Martin Voss: No, I do think ... For one, we want to write this analysis up as a manuscript. I do think it's important to make these numbers available to the broader audience beyond presentations at abstracts. Then I would make the point that PFS 2 as an endpoint, and we started our conversation with that, has somewhat newly emerged. Five years ago no one was really talking much about it. I think there is merit to it, there's limitations to it, but it definitely adds to understanding of these novel agents. Considering how many combination therapies are now approved in the first line, I find it very helpful to think beyond just the data set itself, and kudos to companies for starting to collect more data like this and for helping us look into these things.
This is not the only dataset that has been analyzed and reported in this fashion.
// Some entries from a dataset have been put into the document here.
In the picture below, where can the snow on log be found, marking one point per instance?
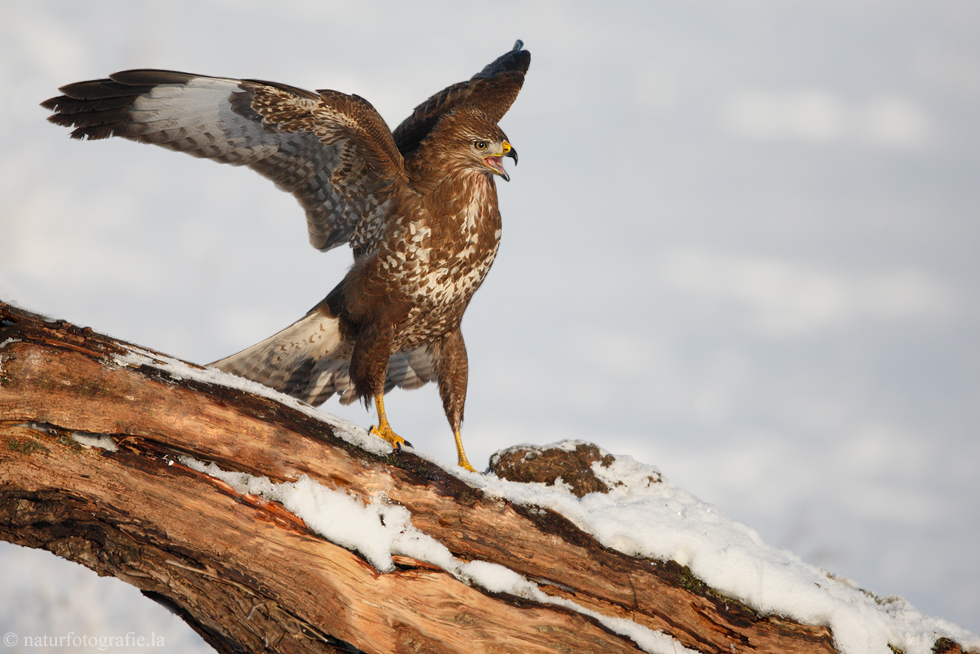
(269, 525)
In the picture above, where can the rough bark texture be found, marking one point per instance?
(249, 576)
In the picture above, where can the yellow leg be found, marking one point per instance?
(383, 429)
(463, 462)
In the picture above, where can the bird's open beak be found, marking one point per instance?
(495, 162)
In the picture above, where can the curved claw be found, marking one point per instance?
(463, 461)
(385, 431)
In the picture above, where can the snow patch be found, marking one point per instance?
(648, 516)
(95, 440)
(348, 431)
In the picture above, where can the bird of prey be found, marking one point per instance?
(418, 207)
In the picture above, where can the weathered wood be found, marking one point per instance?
(247, 574)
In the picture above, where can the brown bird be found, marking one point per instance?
(418, 207)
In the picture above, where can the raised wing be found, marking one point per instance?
(492, 90)
(332, 151)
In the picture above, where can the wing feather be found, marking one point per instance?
(330, 150)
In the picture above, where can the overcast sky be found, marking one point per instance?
(741, 243)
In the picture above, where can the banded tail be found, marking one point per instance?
(310, 361)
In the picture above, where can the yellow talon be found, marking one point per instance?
(383, 429)
(463, 462)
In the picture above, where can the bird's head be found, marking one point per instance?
(473, 141)
(492, 154)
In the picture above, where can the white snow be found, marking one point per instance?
(95, 440)
(643, 515)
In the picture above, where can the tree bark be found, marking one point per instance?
(250, 576)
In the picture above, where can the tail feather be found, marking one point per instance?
(311, 362)
(308, 360)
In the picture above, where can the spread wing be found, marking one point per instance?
(492, 90)
(332, 151)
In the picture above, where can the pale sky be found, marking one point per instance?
(741, 243)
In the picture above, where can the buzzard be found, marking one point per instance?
(418, 207)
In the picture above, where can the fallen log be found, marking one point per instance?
(129, 462)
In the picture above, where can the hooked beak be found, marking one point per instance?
(495, 161)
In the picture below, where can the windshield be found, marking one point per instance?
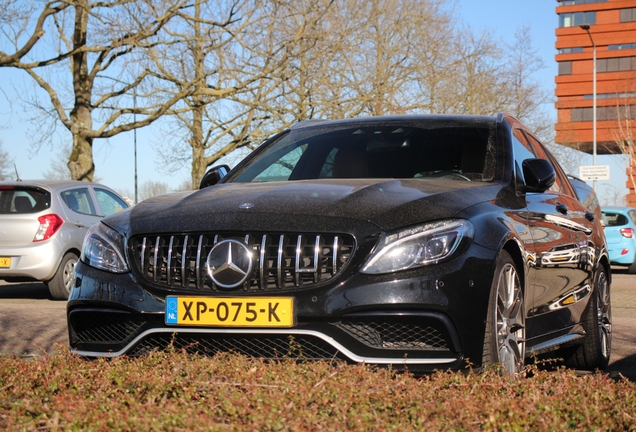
(458, 150)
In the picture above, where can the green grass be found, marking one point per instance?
(176, 391)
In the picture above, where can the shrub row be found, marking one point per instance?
(177, 391)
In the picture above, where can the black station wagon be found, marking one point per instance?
(423, 242)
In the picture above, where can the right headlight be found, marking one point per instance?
(418, 246)
(104, 249)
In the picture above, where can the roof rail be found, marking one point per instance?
(304, 123)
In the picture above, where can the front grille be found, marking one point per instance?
(178, 261)
(110, 329)
(401, 333)
(269, 347)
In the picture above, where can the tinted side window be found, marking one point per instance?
(79, 200)
(109, 202)
(614, 219)
(522, 151)
(561, 184)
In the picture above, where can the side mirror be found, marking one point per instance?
(539, 175)
(213, 175)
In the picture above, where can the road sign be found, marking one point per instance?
(594, 172)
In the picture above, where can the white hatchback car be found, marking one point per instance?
(42, 227)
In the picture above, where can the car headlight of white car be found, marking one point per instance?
(418, 246)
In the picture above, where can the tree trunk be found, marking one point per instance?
(81, 162)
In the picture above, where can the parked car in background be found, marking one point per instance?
(42, 226)
(422, 242)
(620, 232)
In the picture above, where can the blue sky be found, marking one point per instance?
(114, 158)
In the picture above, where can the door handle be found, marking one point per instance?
(562, 208)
When we first presented this data at ASCO earlier this year, it was presented side-to-side with KEYNOTE-426 PFS 2 analysis. Tom Powles, in the same session presented data from that randomized trial doing a very similar comparison. It is interesting for us then to look through all the different regimens and see what efficacy signal they project beyond the lifetime of treatment on trial.
Pedro Barata: Yeah, no, that's fantastic points. Dr. Voss, this was great. Thank you. Congratulations again. Fantastic work. CLEAR is definitely important data set out there and is driving what we're doing for patients. So with that, thank you so much for taking the time and being able to sit down with us, and congratulations again.
Martin Voss: Thanks Dr. Barata, I really appreciate it. My pleasure.